You are viewing a plain text version of this content. The canonical link for it is here.
Posted to solr-user@lucene.apache.org by "Sethi, Parampreet" <pa...@teamaol.com> on 2010/10/08 17:33:02 UTC

Accented Search in Solr

Hi All,

I am using Solr 1.3 in my project. Just wanted to know if there is any other way by which below mentioned queries will return the same results:

 Gruyère-and-Zucchini
 Gruyere-and-Zucchini

The first query has accented characters in it. I was just going through the Solr tokenizers and filter factories documentation, there is a filter factory listed "solr.ISOLatin1AccentFilterFactory" that can be used to replace accented characters with their non-accented counterparts.

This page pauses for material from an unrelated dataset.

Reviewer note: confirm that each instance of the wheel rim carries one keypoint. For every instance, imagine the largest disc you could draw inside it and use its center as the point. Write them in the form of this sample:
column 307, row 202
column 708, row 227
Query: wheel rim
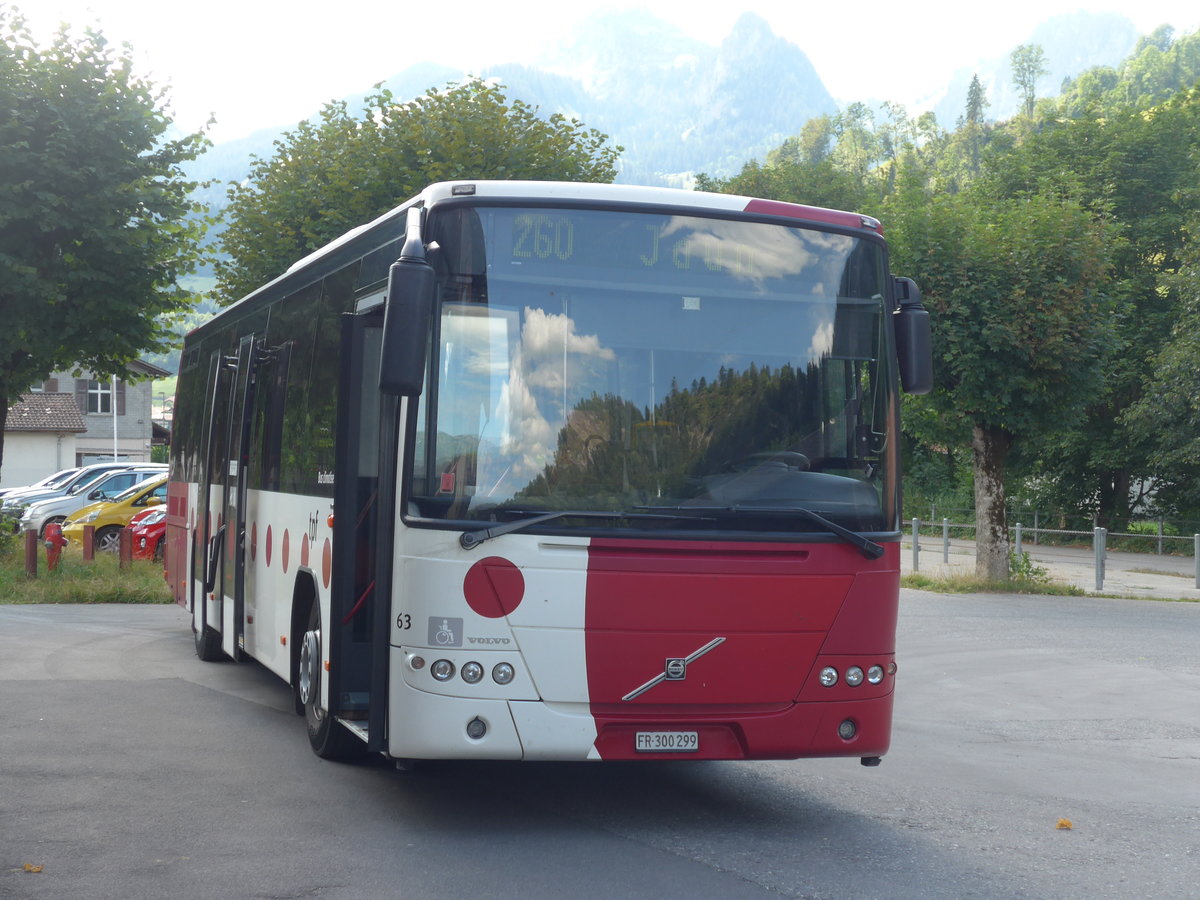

Is there any other way to do this search which is independent of how data is stored (whether in accented or non-accented form)?

Thanks for the help.

Regards,
param

Re: Accented Search in Solr

Posted by Otis Gospodnetic <ot...@yahoo.com>.
Param,

Note that the original value will be stored even if ISOLatin1AccentFilter 
removes the accept for indexing / matching purposes.

Otis
----
Sematext :: http://sematext.com/ :: Solr - Lucene - Nutch
Lucene ecosystem search :: http://search-lucene.com/



----- Original Message ----
> From: "Sethi, Parampreet" <pa...@teamaol.com>
> To: "solr-user@lucene.apache.org" <so...@lucene.apache.org>
> Sent: Fri, October 8, 2010 11:33:02 AM
> Subject: Accented Search in Solr
> 
> Hi All,
> 
> I am using Solr 1.3 in my project. Just wanted to know if there  is any other 
>way by which below mentioned queries will return the same  results:
> 
>  Gruyère-and-Zucchini
>  Gruyere-and-Zucchini
> 
> The first  query has accented characters in it. I was just going through the 
>Solr  tokenizers and filter factories documentation, there is a filter factory 
>listed  "solr.ISOLatin1AccentFilterFactory" that can be used to replace accented  
>characters with their non-accented counterparts.
> 
> Is there any other way  to do this search which is independent of how data is 
>stored (whether in  accented or non-accented form)?
> 
> Thanks for the  help.
> 
> Regards,
> param
> 

Re: Accented Search in Solr

Posted by Erick Erickson <er...@gmail.com>.
not that I know of. Do note that whether the query has the accent filter
active or not MUST
be matched with the index-time filter. In other words, if you indexed with
the filter but
search without it or vice-versa you won't get the resultsyou expect.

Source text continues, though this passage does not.